# Feathered Friend



## Tmate (Aug 24, 2021)

Great horned owl.  Took this pic at a falconry demonstration in Scotland.


----------



## Aukai (Aug 24, 2021)

Owls are fascinating, I saw a video about how they compare with other birds, and how they are able to achieve near silent flight. 
2 days before I retired this one swooped into the yard at work, and grabbed a chick that was crossing with the hen.


----------



## brino (Aug 24, 2021)

We have had a pair (at least) of barred owls in the woods behind the house for a couple years.
This picture is from 05-July-2020:



I love to hear them hooting away late night and early morning.

-brino


----------



## KevinM (Aug 24, 2021)

brino said:


> We have had a pair (at least) of barred owls in the woods behind the house for a couple years.
> This picture is from 05-July-2020:
> View attachment 376162
> 
> ...


Awesome photo.


----------



## PHPaul (Aug 26, 2021)

I came literally face-to-face with a Great Horned Owl in my chicken coop.  Got in through a broken window (how the window got broken is a mystery...) and was enjoying the buffet.

Fortunately, he (or she...) had eaten so much that he was logy and just sort of sat there looking at me.  Once I got my heart rate back to something resembling normal, I grabbed a broom and encouraged him out of the coop and into the yard. 

He sat there for several minutes and finally gathered up the energy to take off.  It was surreal watching a bird that big (conservative estimate: 4 foot wingspan) take off in absolute silence.  Not a whisper.


----------



## FOMOGO (Aug 26, 2021)

Very impressive creatures, and WHO doesn't like owls. Have had many here over the years, and some were just huge. They often perch on the beams that extend from the roof of the house, and ask there eternal question. Mike


----------



## cwilliamrose (Aug 26, 2021)

I like owls. This barred owl was at eye level in our driveway in 2008. I had to wait for my wife to go back to the house to get my camera and monopod. The owl waited patiently and I got this photo on the first try. After that the owl was more interested in the pray it was stalking in the grass below him and none of those other photos were very good.


----------



## Mini Cooper S (Aug 26, 2021)

Tmate said:


> Great horned owl.  Took this pic at a falconry demonstration in Scotland.

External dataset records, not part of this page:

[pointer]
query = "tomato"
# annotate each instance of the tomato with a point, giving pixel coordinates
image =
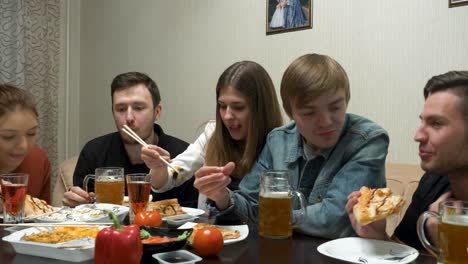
(208, 242)
(148, 218)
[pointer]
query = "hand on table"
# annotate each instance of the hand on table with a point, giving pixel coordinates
(374, 230)
(152, 155)
(212, 181)
(76, 196)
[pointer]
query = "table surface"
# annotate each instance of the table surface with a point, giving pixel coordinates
(298, 249)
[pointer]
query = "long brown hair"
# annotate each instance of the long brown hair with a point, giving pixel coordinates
(253, 82)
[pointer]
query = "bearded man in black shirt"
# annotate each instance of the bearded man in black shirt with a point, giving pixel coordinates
(136, 102)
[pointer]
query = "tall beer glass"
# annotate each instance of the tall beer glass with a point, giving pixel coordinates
(276, 218)
(14, 186)
(108, 184)
(452, 232)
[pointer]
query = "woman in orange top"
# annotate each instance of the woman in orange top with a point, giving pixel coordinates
(18, 153)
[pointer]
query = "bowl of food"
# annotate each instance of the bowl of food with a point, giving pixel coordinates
(156, 240)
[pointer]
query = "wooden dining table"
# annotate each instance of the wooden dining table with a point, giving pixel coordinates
(254, 249)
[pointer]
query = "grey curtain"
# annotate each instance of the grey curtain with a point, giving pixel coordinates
(29, 58)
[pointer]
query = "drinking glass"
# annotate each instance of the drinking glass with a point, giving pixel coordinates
(14, 186)
(276, 219)
(108, 184)
(452, 232)
(138, 187)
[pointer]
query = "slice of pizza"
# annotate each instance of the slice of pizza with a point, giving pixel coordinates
(376, 204)
(35, 206)
(168, 207)
(227, 233)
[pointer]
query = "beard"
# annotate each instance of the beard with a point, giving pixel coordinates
(127, 140)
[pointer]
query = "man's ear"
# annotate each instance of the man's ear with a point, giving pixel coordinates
(157, 111)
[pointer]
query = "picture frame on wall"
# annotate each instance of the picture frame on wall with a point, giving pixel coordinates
(288, 15)
(455, 3)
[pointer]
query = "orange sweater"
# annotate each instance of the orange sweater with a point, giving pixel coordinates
(37, 165)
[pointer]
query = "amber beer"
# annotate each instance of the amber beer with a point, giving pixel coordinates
(275, 215)
(109, 190)
(453, 239)
(138, 194)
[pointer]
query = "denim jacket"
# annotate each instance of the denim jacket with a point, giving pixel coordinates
(358, 159)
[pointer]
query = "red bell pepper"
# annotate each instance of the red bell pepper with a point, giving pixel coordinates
(118, 244)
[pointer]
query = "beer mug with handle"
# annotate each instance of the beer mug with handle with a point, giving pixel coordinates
(276, 217)
(452, 232)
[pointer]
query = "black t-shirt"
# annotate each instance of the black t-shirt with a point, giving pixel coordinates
(109, 151)
(430, 188)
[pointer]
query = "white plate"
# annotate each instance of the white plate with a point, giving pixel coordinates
(96, 213)
(189, 213)
(243, 229)
(374, 251)
(50, 250)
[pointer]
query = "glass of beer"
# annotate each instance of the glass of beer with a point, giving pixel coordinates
(452, 230)
(139, 188)
(276, 219)
(109, 184)
(14, 186)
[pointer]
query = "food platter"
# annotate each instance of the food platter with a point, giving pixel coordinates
(84, 213)
(74, 251)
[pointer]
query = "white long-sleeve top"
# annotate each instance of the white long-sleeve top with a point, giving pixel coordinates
(192, 159)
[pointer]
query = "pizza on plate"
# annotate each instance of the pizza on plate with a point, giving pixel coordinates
(227, 233)
(35, 206)
(376, 204)
(168, 207)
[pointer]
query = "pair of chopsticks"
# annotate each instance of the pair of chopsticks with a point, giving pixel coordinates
(138, 139)
(58, 224)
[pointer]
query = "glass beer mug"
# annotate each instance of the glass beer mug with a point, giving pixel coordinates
(276, 218)
(108, 184)
(452, 232)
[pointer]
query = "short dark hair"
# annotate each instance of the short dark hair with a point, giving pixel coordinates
(12, 98)
(129, 79)
(452, 81)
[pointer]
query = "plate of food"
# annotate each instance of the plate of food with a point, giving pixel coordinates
(231, 234)
(127, 203)
(362, 250)
(171, 210)
(85, 213)
(35, 207)
(73, 244)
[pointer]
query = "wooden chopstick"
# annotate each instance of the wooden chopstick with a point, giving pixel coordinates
(137, 138)
(58, 224)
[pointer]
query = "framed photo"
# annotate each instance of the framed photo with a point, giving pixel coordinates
(454, 3)
(288, 15)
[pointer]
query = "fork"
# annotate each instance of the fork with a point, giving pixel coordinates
(397, 257)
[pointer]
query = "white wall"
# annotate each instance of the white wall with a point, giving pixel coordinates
(388, 48)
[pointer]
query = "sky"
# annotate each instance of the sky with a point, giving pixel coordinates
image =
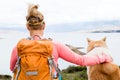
(60, 11)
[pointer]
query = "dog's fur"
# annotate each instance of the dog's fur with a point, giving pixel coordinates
(103, 71)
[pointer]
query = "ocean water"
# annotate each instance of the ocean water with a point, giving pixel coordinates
(9, 38)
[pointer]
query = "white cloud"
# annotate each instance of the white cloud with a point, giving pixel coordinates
(58, 11)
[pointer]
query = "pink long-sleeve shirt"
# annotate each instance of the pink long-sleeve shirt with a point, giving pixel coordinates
(62, 51)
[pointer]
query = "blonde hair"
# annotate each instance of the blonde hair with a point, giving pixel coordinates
(35, 19)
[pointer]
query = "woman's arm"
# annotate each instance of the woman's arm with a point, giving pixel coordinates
(82, 60)
(13, 59)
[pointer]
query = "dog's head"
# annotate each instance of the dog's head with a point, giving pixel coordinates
(98, 43)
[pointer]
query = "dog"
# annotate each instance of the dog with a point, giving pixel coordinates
(103, 71)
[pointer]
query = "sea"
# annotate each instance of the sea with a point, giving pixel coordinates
(10, 37)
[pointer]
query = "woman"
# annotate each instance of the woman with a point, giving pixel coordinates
(36, 25)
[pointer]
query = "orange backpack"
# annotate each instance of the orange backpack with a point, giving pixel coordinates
(34, 60)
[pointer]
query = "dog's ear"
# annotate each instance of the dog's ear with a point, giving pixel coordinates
(88, 40)
(104, 39)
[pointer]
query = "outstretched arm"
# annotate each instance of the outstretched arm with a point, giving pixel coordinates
(82, 60)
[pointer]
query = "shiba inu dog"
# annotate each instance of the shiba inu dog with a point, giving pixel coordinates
(103, 71)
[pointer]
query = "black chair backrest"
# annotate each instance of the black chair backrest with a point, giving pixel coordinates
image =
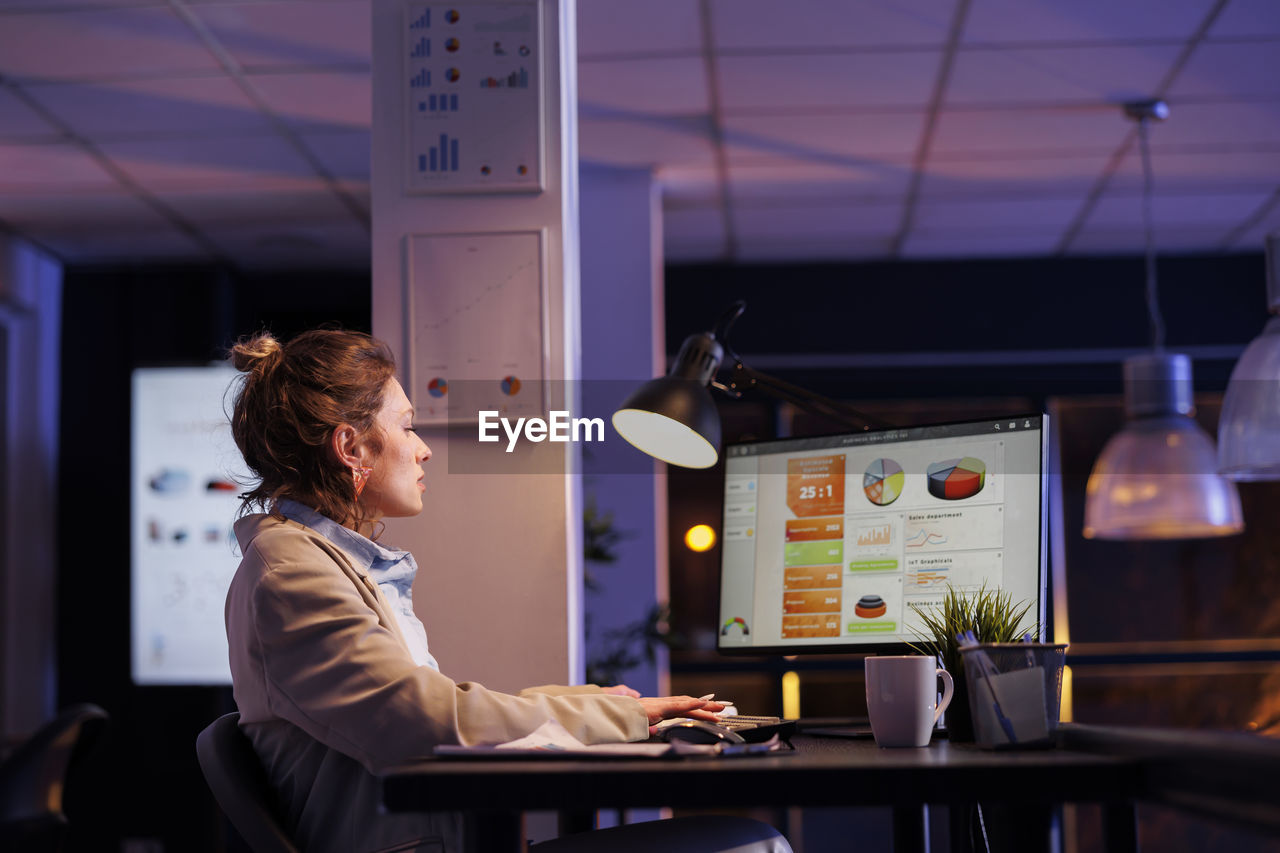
(33, 778)
(236, 776)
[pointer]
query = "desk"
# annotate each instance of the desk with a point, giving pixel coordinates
(819, 772)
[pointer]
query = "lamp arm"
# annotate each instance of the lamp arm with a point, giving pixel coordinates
(745, 377)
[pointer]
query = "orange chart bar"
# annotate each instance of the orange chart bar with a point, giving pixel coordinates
(810, 625)
(812, 601)
(816, 486)
(814, 529)
(812, 578)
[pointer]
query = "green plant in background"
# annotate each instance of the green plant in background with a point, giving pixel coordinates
(622, 648)
(990, 614)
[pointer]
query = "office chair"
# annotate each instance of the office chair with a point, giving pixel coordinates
(33, 778)
(236, 776)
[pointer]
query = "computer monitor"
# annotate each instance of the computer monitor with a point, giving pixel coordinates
(830, 541)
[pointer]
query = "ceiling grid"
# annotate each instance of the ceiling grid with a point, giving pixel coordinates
(809, 131)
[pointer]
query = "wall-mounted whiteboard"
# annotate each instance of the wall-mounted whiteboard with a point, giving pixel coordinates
(472, 96)
(184, 469)
(475, 306)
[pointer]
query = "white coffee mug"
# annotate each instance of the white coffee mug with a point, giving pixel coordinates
(903, 698)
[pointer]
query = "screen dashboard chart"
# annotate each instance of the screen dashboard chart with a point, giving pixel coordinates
(841, 546)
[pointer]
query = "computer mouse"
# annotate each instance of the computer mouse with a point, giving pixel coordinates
(698, 731)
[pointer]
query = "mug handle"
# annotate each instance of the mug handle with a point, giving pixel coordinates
(947, 690)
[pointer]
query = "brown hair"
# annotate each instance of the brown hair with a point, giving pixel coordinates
(287, 406)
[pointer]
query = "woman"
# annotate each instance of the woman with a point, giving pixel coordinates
(332, 675)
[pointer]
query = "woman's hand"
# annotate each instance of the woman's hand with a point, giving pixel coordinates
(621, 689)
(679, 706)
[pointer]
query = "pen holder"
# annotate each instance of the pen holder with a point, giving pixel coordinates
(1015, 690)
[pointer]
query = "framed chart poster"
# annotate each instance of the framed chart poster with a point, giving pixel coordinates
(476, 325)
(472, 97)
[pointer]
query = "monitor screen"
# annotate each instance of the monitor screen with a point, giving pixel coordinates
(831, 543)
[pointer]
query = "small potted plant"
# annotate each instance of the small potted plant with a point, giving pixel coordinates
(992, 616)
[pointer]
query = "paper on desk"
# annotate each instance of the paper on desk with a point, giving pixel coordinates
(553, 738)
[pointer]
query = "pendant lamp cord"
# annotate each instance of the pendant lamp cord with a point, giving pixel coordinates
(1157, 323)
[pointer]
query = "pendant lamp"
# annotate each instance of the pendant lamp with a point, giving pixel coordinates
(1248, 433)
(1157, 478)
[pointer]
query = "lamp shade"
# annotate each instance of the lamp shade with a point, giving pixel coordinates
(1248, 433)
(1157, 478)
(672, 419)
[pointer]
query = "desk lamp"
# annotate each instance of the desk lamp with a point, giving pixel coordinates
(1157, 478)
(1248, 433)
(673, 418)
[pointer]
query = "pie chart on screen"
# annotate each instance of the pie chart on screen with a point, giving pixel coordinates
(956, 479)
(882, 482)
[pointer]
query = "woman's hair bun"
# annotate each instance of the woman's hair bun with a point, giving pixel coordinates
(255, 351)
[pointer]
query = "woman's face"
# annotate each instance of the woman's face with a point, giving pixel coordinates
(394, 488)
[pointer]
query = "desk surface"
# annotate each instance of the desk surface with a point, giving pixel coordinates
(819, 772)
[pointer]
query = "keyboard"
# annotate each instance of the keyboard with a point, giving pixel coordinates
(754, 729)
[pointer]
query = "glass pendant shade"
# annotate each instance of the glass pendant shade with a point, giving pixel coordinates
(1157, 478)
(1248, 432)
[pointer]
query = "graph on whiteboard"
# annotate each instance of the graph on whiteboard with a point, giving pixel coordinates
(476, 313)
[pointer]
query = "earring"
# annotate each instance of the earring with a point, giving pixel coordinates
(360, 475)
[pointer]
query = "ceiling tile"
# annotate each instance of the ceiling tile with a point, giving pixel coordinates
(750, 83)
(321, 100)
(1119, 209)
(19, 122)
(808, 23)
(219, 162)
(1111, 240)
(629, 27)
(680, 140)
(1247, 18)
(1220, 123)
(37, 167)
(645, 86)
(816, 220)
(698, 186)
(344, 154)
(1046, 215)
(1001, 242)
(1013, 176)
(831, 140)
(809, 249)
(1255, 236)
(1092, 128)
(184, 105)
(693, 233)
(211, 209)
(1052, 74)
(292, 33)
(1230, 69)
(296, 245)
(92, 45)
(97, 227)
(868, 179)
(1175, 172)
(1022, 22)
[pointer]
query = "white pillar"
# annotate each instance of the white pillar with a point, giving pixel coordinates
(31, 287)
(624, 346)
(501, 555)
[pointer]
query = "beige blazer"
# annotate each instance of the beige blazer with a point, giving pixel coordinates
(330, 697)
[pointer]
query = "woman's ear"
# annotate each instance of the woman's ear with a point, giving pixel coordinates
(346, 446)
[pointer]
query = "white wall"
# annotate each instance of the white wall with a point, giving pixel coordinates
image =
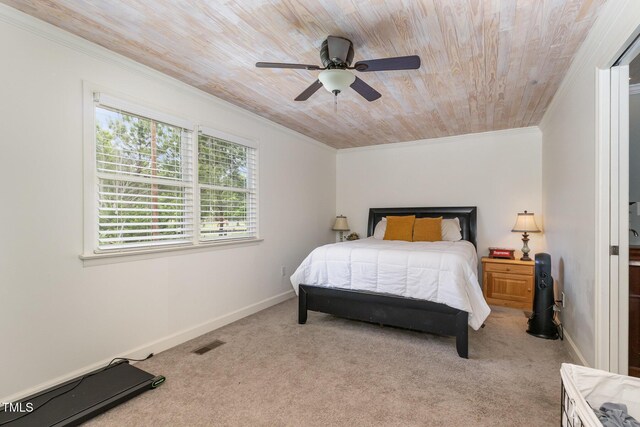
(499, 172)
(59, 316)
(569, 171)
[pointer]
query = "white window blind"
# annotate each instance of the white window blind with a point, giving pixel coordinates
(144, 172)
(227, 188)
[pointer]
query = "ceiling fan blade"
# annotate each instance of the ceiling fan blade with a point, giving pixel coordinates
(338, 48)
(389, 64)
(281, 65)
(367, 92)
(309, 91)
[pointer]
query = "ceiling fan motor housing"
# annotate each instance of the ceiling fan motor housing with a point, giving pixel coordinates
(327, 62)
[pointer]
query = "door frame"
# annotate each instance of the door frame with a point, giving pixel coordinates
(612, 213)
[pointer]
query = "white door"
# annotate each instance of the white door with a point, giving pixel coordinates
(619, 220)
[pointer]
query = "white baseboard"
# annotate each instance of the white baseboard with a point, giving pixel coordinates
(575, 353)
(161, 344)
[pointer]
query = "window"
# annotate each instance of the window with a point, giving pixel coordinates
(145, 194)
(227, 190)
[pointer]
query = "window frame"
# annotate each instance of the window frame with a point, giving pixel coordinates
(214, 133)
(96, 96)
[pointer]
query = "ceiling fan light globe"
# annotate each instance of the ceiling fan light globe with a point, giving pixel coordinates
(336, 80)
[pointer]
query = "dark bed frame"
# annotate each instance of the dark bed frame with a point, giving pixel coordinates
(385, 309)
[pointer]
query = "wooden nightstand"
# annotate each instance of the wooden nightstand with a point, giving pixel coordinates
(508, 282)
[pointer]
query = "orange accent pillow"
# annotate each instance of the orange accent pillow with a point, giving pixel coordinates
(427, 230)
(400, 228)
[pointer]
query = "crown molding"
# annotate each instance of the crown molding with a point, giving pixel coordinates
(446, 139)
(57, 35)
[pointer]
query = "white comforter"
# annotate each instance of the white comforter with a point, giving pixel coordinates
(442, 272)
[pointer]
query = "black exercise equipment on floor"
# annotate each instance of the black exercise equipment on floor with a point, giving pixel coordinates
(541, 323)
(80, 399)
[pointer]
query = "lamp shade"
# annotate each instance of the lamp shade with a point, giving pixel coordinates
(525, 223)
(341, 223)
(336, 80)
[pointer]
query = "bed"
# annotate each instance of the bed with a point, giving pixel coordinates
(401, 308)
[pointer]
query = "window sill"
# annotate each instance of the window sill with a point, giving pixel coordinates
(102, 258)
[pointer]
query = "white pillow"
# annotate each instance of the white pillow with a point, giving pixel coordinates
(381, 228)
(451, 230)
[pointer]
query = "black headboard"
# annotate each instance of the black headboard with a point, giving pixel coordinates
(466, 214)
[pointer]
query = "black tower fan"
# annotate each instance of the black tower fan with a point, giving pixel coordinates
(541, 323)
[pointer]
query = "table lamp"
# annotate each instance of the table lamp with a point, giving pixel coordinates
(525, 223)
(341, 225)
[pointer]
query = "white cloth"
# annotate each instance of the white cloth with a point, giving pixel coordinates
(442, 272)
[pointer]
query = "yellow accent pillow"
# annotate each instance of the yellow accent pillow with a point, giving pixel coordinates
(427, 230)
(400, 228)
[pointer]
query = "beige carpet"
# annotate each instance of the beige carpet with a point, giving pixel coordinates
(332, 371)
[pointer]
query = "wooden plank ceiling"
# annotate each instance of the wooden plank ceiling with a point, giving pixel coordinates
(486, 64)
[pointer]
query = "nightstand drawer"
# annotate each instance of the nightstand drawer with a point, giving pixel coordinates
(509, 283)
(508, 268)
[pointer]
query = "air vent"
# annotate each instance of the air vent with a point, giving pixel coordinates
(206, 348)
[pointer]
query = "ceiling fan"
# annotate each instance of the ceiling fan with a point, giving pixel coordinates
(336, 54)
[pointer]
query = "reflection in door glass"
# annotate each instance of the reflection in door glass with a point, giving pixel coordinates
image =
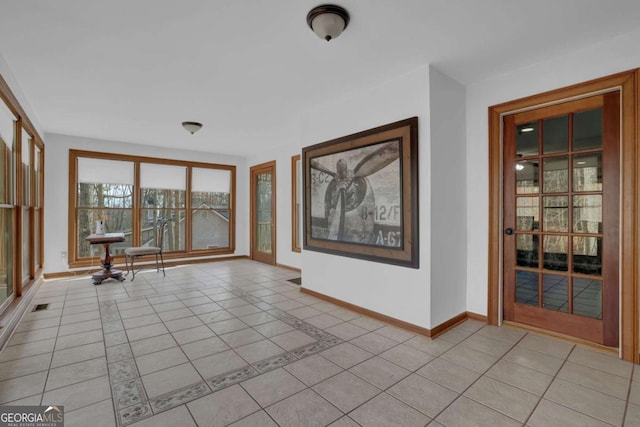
(527, 213)
(556, 175)
(587, 172)
(527, 287)
(527, 140)
(587, 255)
(587, 129)
(554, 295)
(264, 219)
(587, 214)
(555, 135)
(527, 177)
(527, 250)
(555, 252)
(587, 297)
(556, 213)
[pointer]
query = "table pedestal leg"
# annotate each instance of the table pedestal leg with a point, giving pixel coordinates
(107, 272)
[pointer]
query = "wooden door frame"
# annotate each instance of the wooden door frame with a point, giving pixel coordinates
(627, 83)
(253, 170)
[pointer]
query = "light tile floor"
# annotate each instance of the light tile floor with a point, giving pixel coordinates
(235, 343)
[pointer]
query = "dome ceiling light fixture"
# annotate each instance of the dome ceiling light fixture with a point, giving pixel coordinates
(192, 127)
(328, 21)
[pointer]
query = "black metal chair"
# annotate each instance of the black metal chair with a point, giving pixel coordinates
(130, 254)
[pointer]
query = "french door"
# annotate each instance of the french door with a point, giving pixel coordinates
(263, 212)
(561, 189)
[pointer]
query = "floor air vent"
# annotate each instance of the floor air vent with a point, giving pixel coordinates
(40, 307)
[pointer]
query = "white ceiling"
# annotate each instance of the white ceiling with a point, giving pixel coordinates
(133, 70)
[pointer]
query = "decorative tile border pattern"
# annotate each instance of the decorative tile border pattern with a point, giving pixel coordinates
(274, 362)
(178, 397)
(134, 414)
(128, 391)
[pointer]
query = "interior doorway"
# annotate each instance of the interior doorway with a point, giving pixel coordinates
(563, 212)
(561, 218)
(263, 212)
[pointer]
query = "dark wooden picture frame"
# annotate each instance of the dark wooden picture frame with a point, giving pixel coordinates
(361, 195)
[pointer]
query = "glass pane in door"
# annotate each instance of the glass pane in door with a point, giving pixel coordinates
(527, 140)
(587, 297)
(555, 137)
(6, 277)
(555, 296)
(264, 213)
(527, 287)
(587, 129)
(556, 175)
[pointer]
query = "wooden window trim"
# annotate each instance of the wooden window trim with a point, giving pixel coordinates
(23, 121)
(627, 83)
(75, 262)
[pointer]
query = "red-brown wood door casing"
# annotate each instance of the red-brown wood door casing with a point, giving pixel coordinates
(561, 189)
(263, 212)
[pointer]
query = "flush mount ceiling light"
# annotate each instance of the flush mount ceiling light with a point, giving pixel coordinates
(328, 21)
(192, 127)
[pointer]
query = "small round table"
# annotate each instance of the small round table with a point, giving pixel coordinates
(106, 272)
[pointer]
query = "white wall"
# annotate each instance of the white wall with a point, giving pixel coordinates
(598, 60)
(8, 77)
(399, 292)
(448, 197)
(56, 196)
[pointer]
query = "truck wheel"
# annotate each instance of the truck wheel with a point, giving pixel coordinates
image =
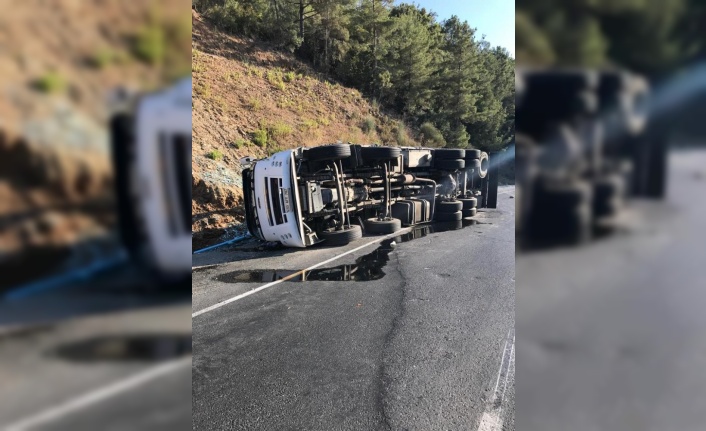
(449, 206)
(380, 153)
(608, 195)
(384, 227)
(328, 152)
(475, 164)
(343, 236)
(123, 148)
(484, 162)
(455, 216)
(449, 164)
(472, 155)
(449, 153)
(470, 212)
(469, 203)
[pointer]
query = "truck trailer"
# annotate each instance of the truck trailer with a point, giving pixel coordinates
(335, 193)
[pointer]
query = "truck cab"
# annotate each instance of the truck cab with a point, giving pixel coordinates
(151, 146)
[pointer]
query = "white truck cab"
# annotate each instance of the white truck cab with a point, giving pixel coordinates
(151, 141)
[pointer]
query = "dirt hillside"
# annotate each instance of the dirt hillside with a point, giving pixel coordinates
(252, 100)
(58, 62)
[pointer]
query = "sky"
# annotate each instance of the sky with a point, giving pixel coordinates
(493, 18)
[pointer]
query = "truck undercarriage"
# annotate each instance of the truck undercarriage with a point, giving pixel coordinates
(334, 193)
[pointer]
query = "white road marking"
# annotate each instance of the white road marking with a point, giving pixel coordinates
(491, 419)
(95, 396)
(276, 282)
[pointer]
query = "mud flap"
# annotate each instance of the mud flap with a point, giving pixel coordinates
(122, 144)
(492, 179)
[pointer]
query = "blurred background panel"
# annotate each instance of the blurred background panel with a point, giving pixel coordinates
(95, 331)
(611, 163)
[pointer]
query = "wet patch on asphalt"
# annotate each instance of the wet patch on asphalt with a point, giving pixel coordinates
(366, 268)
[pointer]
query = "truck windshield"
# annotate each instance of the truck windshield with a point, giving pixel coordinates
(274, 201)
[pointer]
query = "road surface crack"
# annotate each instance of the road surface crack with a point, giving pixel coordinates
(384, 380)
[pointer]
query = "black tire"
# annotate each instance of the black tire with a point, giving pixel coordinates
(328, 152)
(472, 155)
(469, 203)
(343, 236)
(608, 196)
(382, 227)
(484, 162)
(473, 164)
(449, 153)
(123, 148)
(470, 213)
(380, 153)
(450, 164)
(458, 215)
(449, 206)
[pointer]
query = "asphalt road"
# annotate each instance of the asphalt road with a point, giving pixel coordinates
(611, 336)
(103, 354)
(406, 336)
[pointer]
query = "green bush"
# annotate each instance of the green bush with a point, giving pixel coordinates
(150, 44)
(308, 124)
(214, 155)
(259, 137)
(289, 77)
(431, 136)
(51, 82)
(368, 125)
(255, 104)
(279, 129)
(240, 143)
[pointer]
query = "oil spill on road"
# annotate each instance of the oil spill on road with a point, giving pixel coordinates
(140, 347)
(366, 268)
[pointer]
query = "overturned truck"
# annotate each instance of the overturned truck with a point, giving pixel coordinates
(583, 148)
(335, 193)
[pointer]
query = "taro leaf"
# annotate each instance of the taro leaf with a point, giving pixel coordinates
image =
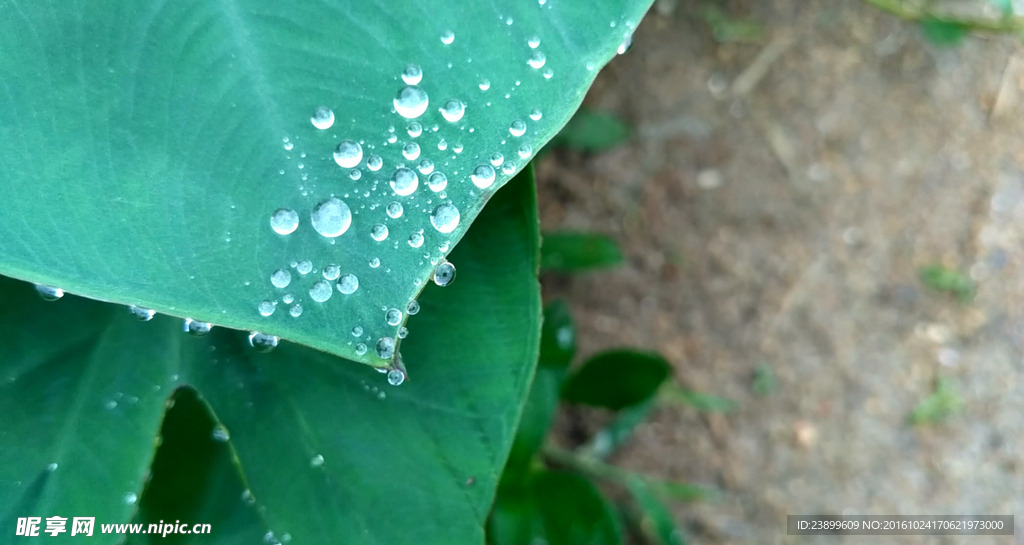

Been there, done that! My wife and I were at Dunrobin Castle in northeastern Scotland. watched the falconry demonstration.  The young man giving the demonstration was showing the Peregrine Falcon's speed when he (unbeknownst to me at the time) had the falcon come in from behind us at well over 100 MPH.  He had the bird come over MY head so close I could feel my hair move, scared the crap out of me! I loved it.


----------



## RJSakowski (Aug 26, 2021)

One winter, we had the privilege of a several week long visit from a young  barred owl on a tree outside our kitchen window.  It would arrive every morning before sunrise and sit staring at the window until around 11:00.  It may have been there to take advantage of the trapped mice that I would toss out. 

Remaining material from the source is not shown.